Exponential Convergence of CAVI for Bayesian PCA
This addresses a gap in understanding the convergence speed of a widely used inference method for Bayesian PCA, which is incremental but provides theoretical guarantees for practitioners in machine learning and statistics.
The paper proves exponential convergence of the coordinate ascent variational inference (CAVI) algorithm for Bayesian PCA, establishing a precise result for a single principal component and a more general one for multiple components, with the latter requiring a novel lower bound for the symmetric Kullback-Leibler divergence.

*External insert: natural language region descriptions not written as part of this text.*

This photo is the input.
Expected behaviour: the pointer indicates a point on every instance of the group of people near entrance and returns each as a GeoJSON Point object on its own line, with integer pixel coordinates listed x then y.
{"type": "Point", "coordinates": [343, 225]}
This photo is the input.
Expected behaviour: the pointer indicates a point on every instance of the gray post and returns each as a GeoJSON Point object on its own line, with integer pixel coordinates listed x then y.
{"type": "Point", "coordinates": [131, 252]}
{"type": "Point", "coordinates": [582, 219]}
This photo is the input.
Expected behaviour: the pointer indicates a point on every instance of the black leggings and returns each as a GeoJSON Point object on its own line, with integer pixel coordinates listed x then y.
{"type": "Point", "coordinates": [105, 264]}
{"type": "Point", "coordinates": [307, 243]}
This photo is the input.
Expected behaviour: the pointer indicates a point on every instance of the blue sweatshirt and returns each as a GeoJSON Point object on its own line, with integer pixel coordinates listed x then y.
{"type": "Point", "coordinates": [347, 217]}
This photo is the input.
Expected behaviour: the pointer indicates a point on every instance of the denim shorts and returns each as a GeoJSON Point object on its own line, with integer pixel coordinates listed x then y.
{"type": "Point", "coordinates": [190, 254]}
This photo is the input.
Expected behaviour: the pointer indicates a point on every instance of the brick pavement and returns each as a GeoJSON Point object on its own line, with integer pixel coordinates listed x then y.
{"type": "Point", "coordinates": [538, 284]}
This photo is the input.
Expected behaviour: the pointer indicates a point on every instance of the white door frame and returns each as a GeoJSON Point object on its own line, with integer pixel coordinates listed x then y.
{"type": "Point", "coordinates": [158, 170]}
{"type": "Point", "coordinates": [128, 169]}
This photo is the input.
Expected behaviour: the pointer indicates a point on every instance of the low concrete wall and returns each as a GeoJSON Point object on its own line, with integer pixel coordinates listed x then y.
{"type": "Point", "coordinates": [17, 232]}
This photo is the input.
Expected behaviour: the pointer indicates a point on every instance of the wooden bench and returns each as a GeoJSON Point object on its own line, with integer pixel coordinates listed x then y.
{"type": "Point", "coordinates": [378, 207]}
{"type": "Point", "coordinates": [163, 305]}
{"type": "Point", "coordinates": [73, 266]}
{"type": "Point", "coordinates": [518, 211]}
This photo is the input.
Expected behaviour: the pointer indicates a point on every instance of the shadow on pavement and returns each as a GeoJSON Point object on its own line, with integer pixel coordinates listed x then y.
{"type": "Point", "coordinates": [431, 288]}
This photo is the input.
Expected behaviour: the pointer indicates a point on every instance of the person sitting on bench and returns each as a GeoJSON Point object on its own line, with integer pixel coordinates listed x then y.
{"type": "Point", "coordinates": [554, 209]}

Probabilistic principal component analysis (PCA) and its Bayesian variant (BPCA) are widely used for dimension reduction in machine learning and statistics. The main advantage of probabilistic PCA over the traditional formulation is allowing uncertainty quantification. The parameters of BPCA are typically learned using mean-field variational inference, and in particular, the coordinate ascent variational inference (CAVI) algorithm. So far, the convergence speed of CAVI for BPCA has not been characterized. In our paper, we fill this gap in the literature. Firstly, we prove a precise exponential convergence result in the case where the model uses a single principal component (PC). Interestingly, this result is established through a connection with the classical $\textit{power iteration algorithm}$ and it indicates that traditional PCA is retrieved as points estimates of the BPCA parameters. Secondly, we leverage recent tools to prove exponential convergence of CAVI for the model with any number of PCs, thus leading to a more general result, but one that is of a slightly different flavor. To prove the latter result, we additionally needed to introduce a novel lower bound for the symmetric Kullback--Leibler divergence between two multivariate normal distributions, which, we believe, is of independent interest in information theory.